Monday, February 7, 2011
This chart of 5-yr Treasury yields is a companion to the Vix/S&P 500 chart in my previous post. It illustrates the market's amazing reaction to the Fed's QE2 program, which was first implemented in early November. Contrary to what the Fed thought—that QE2 purchases of Treasuries would depress interest rates and thus help stimulate the economy—the beginning of QE2 marked the exact bottom for 5-yr Treasury yields, which are center-mass for the bond purchase program. It wasn't supposed to happen that way—Fed purchases were supposed to keep rates from rising, not make them rise. And since the end of January, yields have risen almost 40 bps, as better economic news has caused investors to move forward their expectations for an end to the Fed's quantitative easing efforts, and to move forward their expectations for a beginning to an eventual Fed tightening.

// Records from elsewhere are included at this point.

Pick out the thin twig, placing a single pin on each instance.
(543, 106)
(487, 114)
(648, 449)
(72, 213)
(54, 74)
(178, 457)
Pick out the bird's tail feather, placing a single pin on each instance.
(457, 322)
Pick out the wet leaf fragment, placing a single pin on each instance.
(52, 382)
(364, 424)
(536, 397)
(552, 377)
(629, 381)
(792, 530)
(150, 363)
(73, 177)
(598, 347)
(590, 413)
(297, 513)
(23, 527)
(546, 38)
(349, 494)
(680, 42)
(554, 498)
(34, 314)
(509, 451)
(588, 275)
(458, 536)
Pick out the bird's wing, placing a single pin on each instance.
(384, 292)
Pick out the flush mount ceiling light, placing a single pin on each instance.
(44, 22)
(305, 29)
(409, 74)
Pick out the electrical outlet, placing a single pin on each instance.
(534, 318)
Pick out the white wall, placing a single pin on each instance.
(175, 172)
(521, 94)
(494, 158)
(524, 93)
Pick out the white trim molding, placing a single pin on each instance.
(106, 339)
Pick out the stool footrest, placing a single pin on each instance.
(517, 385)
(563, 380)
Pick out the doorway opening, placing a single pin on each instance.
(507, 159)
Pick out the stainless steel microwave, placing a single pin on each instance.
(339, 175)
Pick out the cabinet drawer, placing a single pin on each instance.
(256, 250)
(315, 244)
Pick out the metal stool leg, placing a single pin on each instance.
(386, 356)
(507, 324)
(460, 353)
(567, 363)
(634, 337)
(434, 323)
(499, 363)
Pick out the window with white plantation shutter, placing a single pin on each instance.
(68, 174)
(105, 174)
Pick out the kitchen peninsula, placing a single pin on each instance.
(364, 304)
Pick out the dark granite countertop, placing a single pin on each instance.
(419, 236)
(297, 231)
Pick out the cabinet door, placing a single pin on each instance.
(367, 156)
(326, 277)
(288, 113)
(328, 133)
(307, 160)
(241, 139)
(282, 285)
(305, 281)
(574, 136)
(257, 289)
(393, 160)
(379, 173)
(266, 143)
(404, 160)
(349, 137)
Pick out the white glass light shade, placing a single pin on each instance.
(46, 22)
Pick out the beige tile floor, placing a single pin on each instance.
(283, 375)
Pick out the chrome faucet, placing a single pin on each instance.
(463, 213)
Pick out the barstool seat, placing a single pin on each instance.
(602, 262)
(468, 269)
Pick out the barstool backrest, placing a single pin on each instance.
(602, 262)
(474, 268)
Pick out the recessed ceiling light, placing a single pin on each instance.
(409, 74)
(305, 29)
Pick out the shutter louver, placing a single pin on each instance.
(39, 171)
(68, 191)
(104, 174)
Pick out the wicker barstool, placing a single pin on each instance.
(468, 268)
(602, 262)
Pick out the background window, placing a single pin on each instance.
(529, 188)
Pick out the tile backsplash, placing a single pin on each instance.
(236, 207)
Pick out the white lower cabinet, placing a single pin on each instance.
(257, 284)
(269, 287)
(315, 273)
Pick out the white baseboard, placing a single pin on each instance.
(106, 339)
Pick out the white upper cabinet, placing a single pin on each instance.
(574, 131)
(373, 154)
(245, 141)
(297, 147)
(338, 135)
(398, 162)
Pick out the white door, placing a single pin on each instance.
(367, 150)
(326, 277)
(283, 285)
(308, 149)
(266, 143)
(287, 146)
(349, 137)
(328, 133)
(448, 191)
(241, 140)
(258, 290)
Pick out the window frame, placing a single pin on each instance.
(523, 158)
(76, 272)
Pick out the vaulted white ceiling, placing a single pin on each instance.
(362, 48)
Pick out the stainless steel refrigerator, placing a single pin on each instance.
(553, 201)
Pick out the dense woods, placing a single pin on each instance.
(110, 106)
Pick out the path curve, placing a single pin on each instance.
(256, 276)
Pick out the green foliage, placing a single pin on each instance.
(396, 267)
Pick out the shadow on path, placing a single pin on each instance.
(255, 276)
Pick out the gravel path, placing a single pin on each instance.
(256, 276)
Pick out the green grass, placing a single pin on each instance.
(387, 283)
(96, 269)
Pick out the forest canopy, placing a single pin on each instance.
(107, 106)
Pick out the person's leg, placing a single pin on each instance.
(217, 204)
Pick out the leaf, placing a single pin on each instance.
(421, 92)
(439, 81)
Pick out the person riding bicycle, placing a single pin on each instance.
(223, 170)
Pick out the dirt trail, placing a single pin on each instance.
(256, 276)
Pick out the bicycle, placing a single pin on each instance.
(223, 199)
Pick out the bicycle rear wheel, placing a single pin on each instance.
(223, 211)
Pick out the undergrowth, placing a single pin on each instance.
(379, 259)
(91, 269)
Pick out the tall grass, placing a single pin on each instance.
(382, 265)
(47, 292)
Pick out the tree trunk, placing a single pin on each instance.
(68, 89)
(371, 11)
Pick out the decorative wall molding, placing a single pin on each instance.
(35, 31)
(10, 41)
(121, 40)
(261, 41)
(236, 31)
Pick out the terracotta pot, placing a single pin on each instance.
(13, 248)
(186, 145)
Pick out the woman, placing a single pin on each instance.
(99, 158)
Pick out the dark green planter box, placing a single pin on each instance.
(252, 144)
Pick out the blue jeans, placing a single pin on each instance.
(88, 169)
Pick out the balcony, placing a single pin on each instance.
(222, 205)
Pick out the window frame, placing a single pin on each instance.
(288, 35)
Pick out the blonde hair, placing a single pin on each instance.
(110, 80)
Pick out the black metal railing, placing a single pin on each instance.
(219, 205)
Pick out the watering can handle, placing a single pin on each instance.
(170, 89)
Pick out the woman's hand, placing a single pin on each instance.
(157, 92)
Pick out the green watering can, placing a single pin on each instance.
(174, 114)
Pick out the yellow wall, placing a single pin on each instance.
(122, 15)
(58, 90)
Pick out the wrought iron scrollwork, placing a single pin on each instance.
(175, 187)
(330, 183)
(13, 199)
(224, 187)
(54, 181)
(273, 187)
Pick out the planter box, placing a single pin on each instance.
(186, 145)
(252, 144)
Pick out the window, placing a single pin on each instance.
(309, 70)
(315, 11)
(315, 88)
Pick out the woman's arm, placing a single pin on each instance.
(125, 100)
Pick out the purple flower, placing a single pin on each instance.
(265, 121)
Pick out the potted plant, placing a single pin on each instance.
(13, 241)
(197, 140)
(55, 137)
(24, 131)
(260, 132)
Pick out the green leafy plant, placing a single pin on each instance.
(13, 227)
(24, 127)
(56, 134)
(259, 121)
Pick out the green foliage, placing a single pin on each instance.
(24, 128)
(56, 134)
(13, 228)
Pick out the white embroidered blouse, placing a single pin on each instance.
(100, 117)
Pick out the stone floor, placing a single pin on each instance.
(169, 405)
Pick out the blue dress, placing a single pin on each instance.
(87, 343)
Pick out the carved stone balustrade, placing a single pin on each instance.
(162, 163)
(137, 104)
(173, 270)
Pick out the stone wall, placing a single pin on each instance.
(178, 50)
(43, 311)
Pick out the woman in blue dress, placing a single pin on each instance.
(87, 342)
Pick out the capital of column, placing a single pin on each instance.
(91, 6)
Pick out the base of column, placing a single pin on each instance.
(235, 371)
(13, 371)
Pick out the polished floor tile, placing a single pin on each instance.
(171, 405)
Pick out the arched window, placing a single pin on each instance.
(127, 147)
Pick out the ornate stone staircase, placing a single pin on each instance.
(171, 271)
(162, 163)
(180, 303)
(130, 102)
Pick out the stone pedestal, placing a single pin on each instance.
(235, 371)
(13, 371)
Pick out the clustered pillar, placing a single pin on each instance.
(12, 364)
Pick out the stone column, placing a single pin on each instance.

So the Fed had the logic and the sequence of events wrong. QE2 didn't lower interest rates, and therefore it hasn't stimulated the economy. Moreover, QE2 so far has had little discernible impact on the money supply. This leads to the conclusion that the economy was improving on its own, well before QE2 could have had any meaningful impact. Plus, this whole episode illustrates powerfully how economic fundamentals and market forces can overwhelm the efforts of mere Fed governors.